Aviv Navon, Aviv Shamsian, Neta Glazer, Yael Segal-Feldman, Gill Hetz, Joseph Keshet, Ethan Fetaya

2025-10-08

Drax: Speech Recognition with Discrete Flow Matching

Summary

This paper introduces Drax, a new approach to automatic speech recognition (ASR) that uses a technique called discrete flow matching. It aims to make ASR faster and more efficient without sacrificing accuracy.

What's the problem?

Current large language models are really good at tasks like generating text, but haven't been fully utilized for speech recognition. Existing methods for applying these models to ASR often struggle with efficiently converting audio into text because they require a step-by-step process. This makes them slow. Also, the way these models are trained doesn't always match how they're used, leading to performance issues when applied to real-world speech.

What's the solution?

The researchers developed Drax, which learns a guided path for converting audio into text. Instead of starting from random noise and trying to reach the correct text, Drax learns from likely errors that happen during speech recognition. It's like practicing common mistakes to get better. This 'path' is designed to mimic how the model would actually make predictions, bridging the gap between training and real-world use. They also showed mathematically why this approach helps the model generalize better to unseen speech.

Why it matters?

This work is important because it demonstrates a new, promising way to build ASR systems that are both accurate and fast.
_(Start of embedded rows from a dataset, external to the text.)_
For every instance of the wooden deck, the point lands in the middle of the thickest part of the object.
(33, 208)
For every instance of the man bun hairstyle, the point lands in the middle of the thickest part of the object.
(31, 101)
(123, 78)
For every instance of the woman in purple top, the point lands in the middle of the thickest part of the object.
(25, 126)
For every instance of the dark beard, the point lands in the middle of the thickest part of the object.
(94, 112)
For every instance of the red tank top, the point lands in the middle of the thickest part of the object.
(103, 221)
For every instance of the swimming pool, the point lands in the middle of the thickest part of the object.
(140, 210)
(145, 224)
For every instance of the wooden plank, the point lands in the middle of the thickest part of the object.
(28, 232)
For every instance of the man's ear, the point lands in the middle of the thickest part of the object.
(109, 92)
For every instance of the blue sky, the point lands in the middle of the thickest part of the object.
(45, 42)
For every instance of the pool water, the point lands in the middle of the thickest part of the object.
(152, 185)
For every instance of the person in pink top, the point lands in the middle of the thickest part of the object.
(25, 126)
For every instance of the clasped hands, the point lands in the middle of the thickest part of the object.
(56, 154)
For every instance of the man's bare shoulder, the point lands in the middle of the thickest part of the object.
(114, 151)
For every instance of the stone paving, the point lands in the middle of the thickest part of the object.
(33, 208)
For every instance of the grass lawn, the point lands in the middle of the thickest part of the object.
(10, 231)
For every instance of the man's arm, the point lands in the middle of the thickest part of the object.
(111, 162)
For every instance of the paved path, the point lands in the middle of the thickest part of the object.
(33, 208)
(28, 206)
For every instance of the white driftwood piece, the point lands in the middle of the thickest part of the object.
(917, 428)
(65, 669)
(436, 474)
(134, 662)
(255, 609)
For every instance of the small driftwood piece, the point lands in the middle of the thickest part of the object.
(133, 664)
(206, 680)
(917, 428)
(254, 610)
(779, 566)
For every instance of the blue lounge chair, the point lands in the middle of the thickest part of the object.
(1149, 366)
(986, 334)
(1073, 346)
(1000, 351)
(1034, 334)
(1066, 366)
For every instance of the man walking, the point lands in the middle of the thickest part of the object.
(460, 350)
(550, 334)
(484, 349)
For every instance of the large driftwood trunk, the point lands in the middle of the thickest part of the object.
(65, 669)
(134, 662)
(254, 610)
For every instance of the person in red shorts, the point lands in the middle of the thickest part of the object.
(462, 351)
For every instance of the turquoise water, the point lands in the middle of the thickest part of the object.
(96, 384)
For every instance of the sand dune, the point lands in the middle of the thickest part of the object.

By using discrete flow matching, Drax achieves performance comparable to the best existing speech models, but with potential for better speed and efficiency. This could lead to improvements in voice assistants, transcription services, and other applications that rely on accurate and quick speech recognition.

Abstract

Diffusion and flow-based non-autoregressive (NAR) models have shown strong promise in large language modeling, however, their potential for automatic speech recognition (ASR) remains largely unexplored. We propose Drax, a discrete flow matching framework for ASR that enables efficient parallel decoding. To better align training with inference, we construct an audio-conditioned probability path that guides the model through trajectories resembling likely intermediate inference errors, rather than direct random noise to target transitions. Our theoretical analysis links the generalization gap to divergences between training and inference occupancies, controlled by cumulative velocity errors, thereby motivating our design choice. Empirical evaluation demonstrates that our approach attains recognition accuracy on par with state-of-the-art speech models while offering improved accuracy-efficiency trade-offs, highlighting discrete flow matching as a promising direction for advancing NAR ASR.